KPU student’s short film secures top 40 spot, Best Student Film nom at indie festival
Creative writing major Diego Minor Martínez highlighted the immigrant experience for his team’s Run N Gun Fest project, Los Que Limpian

Diego Minor Martínez led a film crew in making Los Que Limpian for RNG Fest. (Submitted)
Editor’s note: Diego Minor Martínez, who was interviewed for this article, is the Photo Editor for The Runner. The Runner acknowledges this and has taken steps to prevent conflicts of interest or potential bias from influencing the article.
Kwantlen Polytechnic University creative writing student Diego Minor Martínez had never directed, wrote, and produced a film — duties that can take months to prepare for — in such a short amount of time. But that’s exactly what he accomplished for this year’s Run N Gun (RNG) Film Festival, a competition that celebrates indie filmmaking.
Within a 48-hour time crunch, he and his crew completed their short film Los Que Limpian, or Cleaners, based on prompts provided by RNG Fest, such as using a card as a prop and displaying the number 10 since its the festival’s 10th anniversary, among other requirements.
Los Que Limpian follows two immigrant Mexican cleaners inside a Vancouver apartment’s amenities room as they clean the place the next morning after an event and set it up for a new one.
“One of them is carrying with him very heavy thoughts for the whole day as they’re preparing a funeral service for their clients,” Minor Martínez says.
“It’s about the immigrant experience and it plays on themes of … time and relating to not being close to your loved ones when you want to be, and I think that’s something we all related to when we were making it.”
While the film doesn’t touch on Minor Martínez’s exact experience as an immigrant, it incorporates several thoughts he’s had since moving to Canada.
“You leave a lot of things behind and you don’t realize it until you’re here and it’s been some good time here,” he says.
The film has since made it into the top 40 of submitted entries at RNG Fest and secured a nomination for Best Student Film. The screenings and awards show for the competition will take place at the Orpheum Theatre in Vancouver on July 5.
The process of creating Los Que Limpian for RNG Fest involved Minor Martínez writing a six-page script until about 3:00 am the night of receiving the prompts.

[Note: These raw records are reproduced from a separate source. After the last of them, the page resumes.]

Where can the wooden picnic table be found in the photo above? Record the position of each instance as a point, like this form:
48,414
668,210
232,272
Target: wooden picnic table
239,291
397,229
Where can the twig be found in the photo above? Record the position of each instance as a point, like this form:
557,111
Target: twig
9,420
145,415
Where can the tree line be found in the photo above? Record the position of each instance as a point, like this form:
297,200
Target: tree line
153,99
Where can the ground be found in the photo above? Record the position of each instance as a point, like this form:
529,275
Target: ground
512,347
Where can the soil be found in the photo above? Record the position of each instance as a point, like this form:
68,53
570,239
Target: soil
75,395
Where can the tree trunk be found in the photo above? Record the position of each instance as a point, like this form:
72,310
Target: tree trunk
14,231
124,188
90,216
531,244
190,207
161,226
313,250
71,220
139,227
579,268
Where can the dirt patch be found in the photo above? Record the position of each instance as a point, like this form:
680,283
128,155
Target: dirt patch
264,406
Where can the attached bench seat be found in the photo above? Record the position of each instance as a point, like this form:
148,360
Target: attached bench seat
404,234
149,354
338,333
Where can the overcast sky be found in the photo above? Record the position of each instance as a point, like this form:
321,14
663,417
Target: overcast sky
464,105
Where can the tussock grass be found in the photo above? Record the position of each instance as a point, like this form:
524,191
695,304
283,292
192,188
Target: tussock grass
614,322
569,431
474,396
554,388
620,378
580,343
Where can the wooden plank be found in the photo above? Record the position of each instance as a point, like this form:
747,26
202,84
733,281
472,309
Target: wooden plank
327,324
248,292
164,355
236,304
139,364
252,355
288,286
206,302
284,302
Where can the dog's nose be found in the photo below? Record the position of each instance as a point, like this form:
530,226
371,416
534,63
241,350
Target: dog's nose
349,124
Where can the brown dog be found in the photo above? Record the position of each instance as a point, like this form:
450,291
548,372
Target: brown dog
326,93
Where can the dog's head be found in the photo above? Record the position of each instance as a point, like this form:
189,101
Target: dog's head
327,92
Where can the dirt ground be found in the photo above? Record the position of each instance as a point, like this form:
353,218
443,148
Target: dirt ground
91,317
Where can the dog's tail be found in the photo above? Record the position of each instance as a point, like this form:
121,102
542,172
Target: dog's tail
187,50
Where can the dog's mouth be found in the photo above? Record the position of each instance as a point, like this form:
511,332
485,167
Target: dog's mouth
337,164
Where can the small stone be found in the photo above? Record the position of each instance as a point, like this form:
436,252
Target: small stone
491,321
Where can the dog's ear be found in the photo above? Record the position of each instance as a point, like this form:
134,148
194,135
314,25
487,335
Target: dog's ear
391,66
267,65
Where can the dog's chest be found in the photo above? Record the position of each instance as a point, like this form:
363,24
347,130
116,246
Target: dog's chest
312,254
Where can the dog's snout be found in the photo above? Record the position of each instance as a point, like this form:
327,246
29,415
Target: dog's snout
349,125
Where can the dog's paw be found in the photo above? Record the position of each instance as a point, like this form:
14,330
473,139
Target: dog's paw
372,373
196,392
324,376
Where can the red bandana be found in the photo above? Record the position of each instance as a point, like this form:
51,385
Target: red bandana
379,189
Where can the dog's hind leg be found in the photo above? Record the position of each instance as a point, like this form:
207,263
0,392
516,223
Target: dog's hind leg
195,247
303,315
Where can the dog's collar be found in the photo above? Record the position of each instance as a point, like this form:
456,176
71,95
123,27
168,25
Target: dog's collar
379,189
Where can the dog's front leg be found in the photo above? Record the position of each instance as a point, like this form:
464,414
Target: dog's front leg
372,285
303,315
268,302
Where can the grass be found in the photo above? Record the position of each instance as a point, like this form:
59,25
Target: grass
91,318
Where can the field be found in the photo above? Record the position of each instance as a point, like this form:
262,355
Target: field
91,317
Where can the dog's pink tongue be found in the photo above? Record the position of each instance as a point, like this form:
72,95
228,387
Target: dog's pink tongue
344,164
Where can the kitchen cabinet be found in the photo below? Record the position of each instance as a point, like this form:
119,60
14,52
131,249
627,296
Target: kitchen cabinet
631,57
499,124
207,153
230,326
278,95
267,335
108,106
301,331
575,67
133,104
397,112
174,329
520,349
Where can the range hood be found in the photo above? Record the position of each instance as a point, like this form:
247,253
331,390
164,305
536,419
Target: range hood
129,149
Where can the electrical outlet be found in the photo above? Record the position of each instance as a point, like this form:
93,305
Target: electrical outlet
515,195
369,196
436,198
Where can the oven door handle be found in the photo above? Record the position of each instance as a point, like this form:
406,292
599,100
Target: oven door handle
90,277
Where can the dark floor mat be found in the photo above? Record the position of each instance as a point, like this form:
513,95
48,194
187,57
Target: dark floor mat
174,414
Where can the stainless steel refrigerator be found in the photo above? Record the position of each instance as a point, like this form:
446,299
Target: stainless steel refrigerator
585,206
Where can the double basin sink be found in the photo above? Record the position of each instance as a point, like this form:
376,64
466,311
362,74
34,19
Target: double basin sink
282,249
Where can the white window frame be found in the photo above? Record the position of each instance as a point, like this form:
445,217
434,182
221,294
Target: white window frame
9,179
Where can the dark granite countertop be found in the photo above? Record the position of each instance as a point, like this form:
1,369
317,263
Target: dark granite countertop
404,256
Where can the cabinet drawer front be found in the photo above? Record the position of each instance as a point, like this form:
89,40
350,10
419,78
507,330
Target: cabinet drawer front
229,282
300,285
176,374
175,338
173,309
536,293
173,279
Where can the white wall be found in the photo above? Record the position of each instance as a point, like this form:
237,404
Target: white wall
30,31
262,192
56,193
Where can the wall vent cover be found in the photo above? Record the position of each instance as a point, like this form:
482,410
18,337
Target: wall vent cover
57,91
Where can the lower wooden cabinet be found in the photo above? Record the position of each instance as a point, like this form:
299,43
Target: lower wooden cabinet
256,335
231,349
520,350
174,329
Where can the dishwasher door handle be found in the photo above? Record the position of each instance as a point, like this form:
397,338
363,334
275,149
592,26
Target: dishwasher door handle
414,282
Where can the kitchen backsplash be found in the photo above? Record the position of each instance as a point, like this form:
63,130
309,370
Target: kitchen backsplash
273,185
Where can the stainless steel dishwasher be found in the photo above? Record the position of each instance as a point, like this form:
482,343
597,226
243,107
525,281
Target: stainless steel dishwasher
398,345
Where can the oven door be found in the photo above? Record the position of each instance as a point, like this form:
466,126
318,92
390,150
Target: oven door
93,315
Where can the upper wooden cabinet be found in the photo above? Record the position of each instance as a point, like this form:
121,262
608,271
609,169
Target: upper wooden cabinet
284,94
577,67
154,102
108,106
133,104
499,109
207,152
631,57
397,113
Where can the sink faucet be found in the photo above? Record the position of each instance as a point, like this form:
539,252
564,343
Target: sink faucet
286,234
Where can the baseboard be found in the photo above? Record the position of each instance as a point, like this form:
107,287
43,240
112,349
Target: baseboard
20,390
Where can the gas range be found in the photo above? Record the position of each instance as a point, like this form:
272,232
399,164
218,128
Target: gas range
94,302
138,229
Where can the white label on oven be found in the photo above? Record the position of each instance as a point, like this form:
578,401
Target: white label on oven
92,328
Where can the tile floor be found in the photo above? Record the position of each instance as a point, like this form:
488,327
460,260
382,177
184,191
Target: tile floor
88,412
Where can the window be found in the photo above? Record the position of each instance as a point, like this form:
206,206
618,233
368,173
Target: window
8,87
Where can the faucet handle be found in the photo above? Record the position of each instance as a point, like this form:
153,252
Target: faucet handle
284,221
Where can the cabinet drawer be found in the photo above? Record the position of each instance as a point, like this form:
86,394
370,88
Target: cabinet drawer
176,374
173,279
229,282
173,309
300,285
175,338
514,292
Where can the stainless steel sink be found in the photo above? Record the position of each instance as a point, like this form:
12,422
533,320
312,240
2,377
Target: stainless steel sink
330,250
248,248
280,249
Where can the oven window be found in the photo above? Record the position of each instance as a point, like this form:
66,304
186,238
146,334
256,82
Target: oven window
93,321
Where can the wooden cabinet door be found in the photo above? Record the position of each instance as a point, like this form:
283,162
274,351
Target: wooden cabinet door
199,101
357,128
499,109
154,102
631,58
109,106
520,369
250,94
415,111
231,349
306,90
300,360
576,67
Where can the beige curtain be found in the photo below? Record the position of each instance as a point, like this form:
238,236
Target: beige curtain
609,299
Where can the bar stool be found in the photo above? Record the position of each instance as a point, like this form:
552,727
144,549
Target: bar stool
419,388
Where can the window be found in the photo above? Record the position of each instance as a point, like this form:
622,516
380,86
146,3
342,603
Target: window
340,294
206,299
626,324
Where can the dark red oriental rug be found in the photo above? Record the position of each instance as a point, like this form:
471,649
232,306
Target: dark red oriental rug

Starting at 8:00 am in the morning, the crew met at the film location, read the script, and shot the short for 12 hours, Minor Martínez says.
After sleeping for about three or four hours, the team edited the film to submit a rough draft to RNG Fest.
“This project was very special to me because I was able to work with not only people I respected and I appreciated a lot, but also our crew was, I want to say, [made up of up to] 95-per-cent Mexican and Latino immigrants,” he says.
“And the ones [who] weren’t Mexican and Latino immigrants were children of immigrants …. My objective was really to represent immigrant problems, immigrant experiences, and make a short in Spanish.”
Making it into the top 40 of short films means a lot to Minor Martínez because it shows immigrants don’t have to “water down” their experiences.
“[It’s] very easy to be like, ‘Oh, let’s just make something funny just so we can win,’” he says.
“But I really pushed against that. I was just like, ‘Let’s do something different. Let’s do something that’s very ours, that’s very immigrant coded,’ — and we did do that …. It really spoke to a lot of people, which I was really surprised about. I was really afraid that it was too specific and people just wouldn’t relate to it, but a lot of people did.”
Minor Martínez competed in RNG Fest for the first time last year, but he only wrote the script for the short film and was not involved in its production since he was back home in Mexico.
He adds working on Los Que Limpian with his crew was the most fun he’s had on a project.
He hopes audiences take away that many people don’t immigrate for fun but to access better opportunities or out of necessity and that moving to another country means giving up a lot, especially when it comes to leaving family behind.
“I hope people watching the film at least come out with something new — a little bit of empathy, a little bit of new knowledge about it,” Minor Martínez says.
“And I hope that little grain of sand helps shift the perspective on some things for some people, especially people [who] are very anti-immigration lately.”